The Wolfman remake, directed by Joe Johnston and starring Benicio del Toro, Anthony Hopkins, Emily Blunt, and Hugo Weaving, is a mostly faithful and sometimes worthy update of the original, 1941’s Universal classic starring Lon Chaney, Jr. and Claude Rains. The move alters a number of things, but the basic story is the same: Lawrence Talbot (del Toro) returns to his ancestral home in England after 20 years away upon learning of the death of his brother, reconciles uneasily with his estranged father (Hopkins), and deals with his cursed family history. Out at night investigating his brother’s death, Lawrence is attacked by a rampaging, wolf-like beast and wounded; most moviegoers can guess the rest of it from here, and but for an unexpected family back story, they’ll guess right.

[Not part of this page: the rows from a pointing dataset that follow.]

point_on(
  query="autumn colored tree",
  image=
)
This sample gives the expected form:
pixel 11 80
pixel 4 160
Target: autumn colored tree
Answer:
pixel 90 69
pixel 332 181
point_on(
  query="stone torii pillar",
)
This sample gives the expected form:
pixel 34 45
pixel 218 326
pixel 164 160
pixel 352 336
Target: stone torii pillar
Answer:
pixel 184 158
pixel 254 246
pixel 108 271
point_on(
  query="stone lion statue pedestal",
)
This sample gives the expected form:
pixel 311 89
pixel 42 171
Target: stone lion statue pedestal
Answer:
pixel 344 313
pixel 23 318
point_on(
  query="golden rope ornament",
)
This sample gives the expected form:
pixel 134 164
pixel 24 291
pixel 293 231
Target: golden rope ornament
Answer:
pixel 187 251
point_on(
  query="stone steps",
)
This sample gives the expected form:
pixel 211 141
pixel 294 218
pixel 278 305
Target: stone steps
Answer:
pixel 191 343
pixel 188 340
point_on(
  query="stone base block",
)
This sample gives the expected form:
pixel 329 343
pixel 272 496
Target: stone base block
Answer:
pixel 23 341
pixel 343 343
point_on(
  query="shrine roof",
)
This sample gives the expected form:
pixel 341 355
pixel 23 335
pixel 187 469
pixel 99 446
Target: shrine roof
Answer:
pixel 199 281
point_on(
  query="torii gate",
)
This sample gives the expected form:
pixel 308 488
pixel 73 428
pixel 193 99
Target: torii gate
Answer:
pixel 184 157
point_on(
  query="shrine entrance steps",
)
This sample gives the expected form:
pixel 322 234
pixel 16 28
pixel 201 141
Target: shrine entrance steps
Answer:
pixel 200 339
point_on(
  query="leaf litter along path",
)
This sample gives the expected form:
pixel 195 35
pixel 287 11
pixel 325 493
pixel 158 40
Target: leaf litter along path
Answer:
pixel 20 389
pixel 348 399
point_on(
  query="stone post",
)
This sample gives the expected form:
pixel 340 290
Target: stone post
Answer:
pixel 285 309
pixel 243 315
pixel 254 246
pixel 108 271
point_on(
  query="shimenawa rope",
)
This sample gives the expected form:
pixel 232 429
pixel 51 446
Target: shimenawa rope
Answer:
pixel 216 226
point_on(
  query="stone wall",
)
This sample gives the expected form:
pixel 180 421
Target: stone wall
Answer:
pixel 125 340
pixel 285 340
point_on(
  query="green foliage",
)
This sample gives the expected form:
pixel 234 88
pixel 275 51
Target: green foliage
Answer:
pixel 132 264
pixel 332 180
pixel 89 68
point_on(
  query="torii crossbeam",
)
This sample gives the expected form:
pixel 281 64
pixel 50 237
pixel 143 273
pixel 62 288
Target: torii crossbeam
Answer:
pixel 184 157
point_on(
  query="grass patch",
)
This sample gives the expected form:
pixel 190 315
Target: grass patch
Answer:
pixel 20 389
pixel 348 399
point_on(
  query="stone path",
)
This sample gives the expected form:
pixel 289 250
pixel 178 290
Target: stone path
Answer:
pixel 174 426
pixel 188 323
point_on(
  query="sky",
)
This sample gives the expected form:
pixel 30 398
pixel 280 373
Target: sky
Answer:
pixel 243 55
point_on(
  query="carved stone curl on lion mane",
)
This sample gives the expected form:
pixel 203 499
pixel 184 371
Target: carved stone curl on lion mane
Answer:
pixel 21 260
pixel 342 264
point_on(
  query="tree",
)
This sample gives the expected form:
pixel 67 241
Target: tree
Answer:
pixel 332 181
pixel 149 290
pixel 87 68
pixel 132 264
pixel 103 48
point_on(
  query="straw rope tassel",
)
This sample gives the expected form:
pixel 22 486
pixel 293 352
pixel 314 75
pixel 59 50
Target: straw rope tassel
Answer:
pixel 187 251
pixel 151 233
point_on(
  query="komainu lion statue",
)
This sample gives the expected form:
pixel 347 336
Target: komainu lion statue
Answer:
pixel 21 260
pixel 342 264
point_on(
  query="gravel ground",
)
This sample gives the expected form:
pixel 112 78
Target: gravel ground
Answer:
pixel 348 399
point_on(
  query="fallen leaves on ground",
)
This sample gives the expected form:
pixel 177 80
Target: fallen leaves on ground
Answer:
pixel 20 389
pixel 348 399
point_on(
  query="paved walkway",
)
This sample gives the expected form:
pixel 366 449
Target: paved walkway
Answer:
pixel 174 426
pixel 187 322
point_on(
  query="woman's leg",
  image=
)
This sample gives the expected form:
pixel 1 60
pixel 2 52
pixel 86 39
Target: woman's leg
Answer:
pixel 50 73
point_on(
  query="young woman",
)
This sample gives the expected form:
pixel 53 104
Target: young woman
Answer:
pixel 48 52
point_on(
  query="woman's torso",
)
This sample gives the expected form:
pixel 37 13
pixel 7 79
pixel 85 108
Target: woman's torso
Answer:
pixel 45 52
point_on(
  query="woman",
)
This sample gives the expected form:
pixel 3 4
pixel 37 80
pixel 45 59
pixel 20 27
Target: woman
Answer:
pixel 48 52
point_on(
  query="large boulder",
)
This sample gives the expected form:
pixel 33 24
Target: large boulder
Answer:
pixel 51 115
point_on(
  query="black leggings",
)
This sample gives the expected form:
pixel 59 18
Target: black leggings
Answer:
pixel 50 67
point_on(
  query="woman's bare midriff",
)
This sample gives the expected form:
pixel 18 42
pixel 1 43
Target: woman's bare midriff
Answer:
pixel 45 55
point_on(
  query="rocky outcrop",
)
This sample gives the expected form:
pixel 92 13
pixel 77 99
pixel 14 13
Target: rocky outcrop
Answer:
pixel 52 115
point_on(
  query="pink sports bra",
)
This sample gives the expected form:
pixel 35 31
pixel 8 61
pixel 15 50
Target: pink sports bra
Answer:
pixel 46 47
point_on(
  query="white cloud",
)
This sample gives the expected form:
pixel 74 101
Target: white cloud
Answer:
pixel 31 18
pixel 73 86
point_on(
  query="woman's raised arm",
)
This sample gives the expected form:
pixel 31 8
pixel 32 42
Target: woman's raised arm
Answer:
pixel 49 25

In a sense, the predictability is refreshing, as it signals the filmmakers’ desire to revive a genre, not cynically co-opt it for other purposes. The film looks great: it changes the time period from the 1940s to the 1890s, and the Victorian trappings are perfectly suited to a story about curses and the supernatural, and where most of the action takes place on the fog-bound English moors. Del Toro is an appealing and convincing successor to Chaney’s haunted Talbot.
As for the wolf himself, well, this is 2010: you can imagine the effects will look pretty good, and they do, thanks to famous makeup man Rick Baker, who also did An American Werewolf in London. Baker is a longtime admirer of Universal’s legendary makeup artist Jack Pierce, who created and applied the iconic looks for Boris Karloff in both Frankenstein and The Mummy and for Chaney in The Wolf Man. Baker wanted to update that look, and when you see his final creation you understand why he is regarded as a modern master.
But during production Baker complained that the filmmakers had decided to do the transformation scenes — the highlight of any werewolf picture, when viewers watch the character change from man to wolf — in computer-generated imagery. Pierce, of course, did not have access to CGI, and his transformation scenes required a painstaking physical process. Baker wanted to make an attempt at emulating that effort. But the film’s real sin in the use of CGI is not so much in the transformation scenes as in the action scenes, when the wolf man catapults around like a superhuman creature. All is thunderous movement and blinding speed and improbable leaps in the air, including leaps between buildings in an urban scene that makes one think he is watching Spiderman with fur.
In this regard The Wolfman becomes the latest entry in the long-running trend to make all such fantasy films into superhero movies. I suppose the reason why the superhero approach always wins out is simple enough — it’s popular; in other words, it pays — but maybe someday a director will create a monster who, while no longer an ordinary man, is still subject to the mortal world that the rest of us inhabit. Most of that nuance is lost in The Wolfman and other films of this kind.
Nuance is also thrown to the winds when it comes to the film’s depictions of violence, which revels in ripped flesh and blood, relying on sensory assault to do what suspense and character development did in the days before computers made us all lazy.
But there are other aspects to like. The movie achieves one fine moment of tension in its most memorable scene, which also seems a sly homage to King Kong. Lawrence, who by now has been institutionalized, is wheeled into a medical class, strapped to a wheelchair, to demonstrate that his lycanthropy is an illusion from which he has been cured by psychological counseling (which in truth consists of brutal and sadistic torture, including a submersion treatment that seems a clear allusion to waterboarding). But as the audience knows, Lawrence’s problems are not in his head. The scene has the same kind of churning tension and cathartic violence as the scene in King Kong when Kong breaks out of his shackles on a New York stage.
Director Johnston clearly reveres the Wolf Man original (if not 1935’s Werewolf of London, the genre’s true ancestor, though it’s mostly forgotten now). He’s brought back the gypsies who played such a key role in the 1941 film, and though there is no one to fill Maria Ouspenskaya‘s shoes as Maleva, the old woman who sees Talbot’s fate clearly, Geraldine Chaplin (daughter of Charlie) does a solid enough job reprising the role. The remake even features torch-bearing bands of men on the hunt for the monster, a staple of the old Universal films. That one detail alone put me in a forgiving mood.
The Wolfman is also blessedly free of the kind of ironic mockery that so many remakes of old classics seem unable to resist. There are no wolf jokes, no agitprop feminist characters comparing lusty men with ravenous beasts; even the Talbot family dog is principally used to illustrate the changes in Lawrence, not to provide a canine comic foil. In fact, The Wolfman‘s very earnestness, as refreshing as it is, may have met its match in the ironic consciousness of today’s audience. Throughout the movie, we hear the distinctive wolf howl echoing across the desolate moors; this works well so long as we don’t see the wolf man doing it. But when we do — and again, it’s in that urban scene, where the trappings are all wrong — it’s hard to suppress a chuckle or the suspicion that one has stumbled onto an excellent beer commercial.
Irony really is this culture’s silver bullet, against which even well-meaning tribute can only defend itself so much.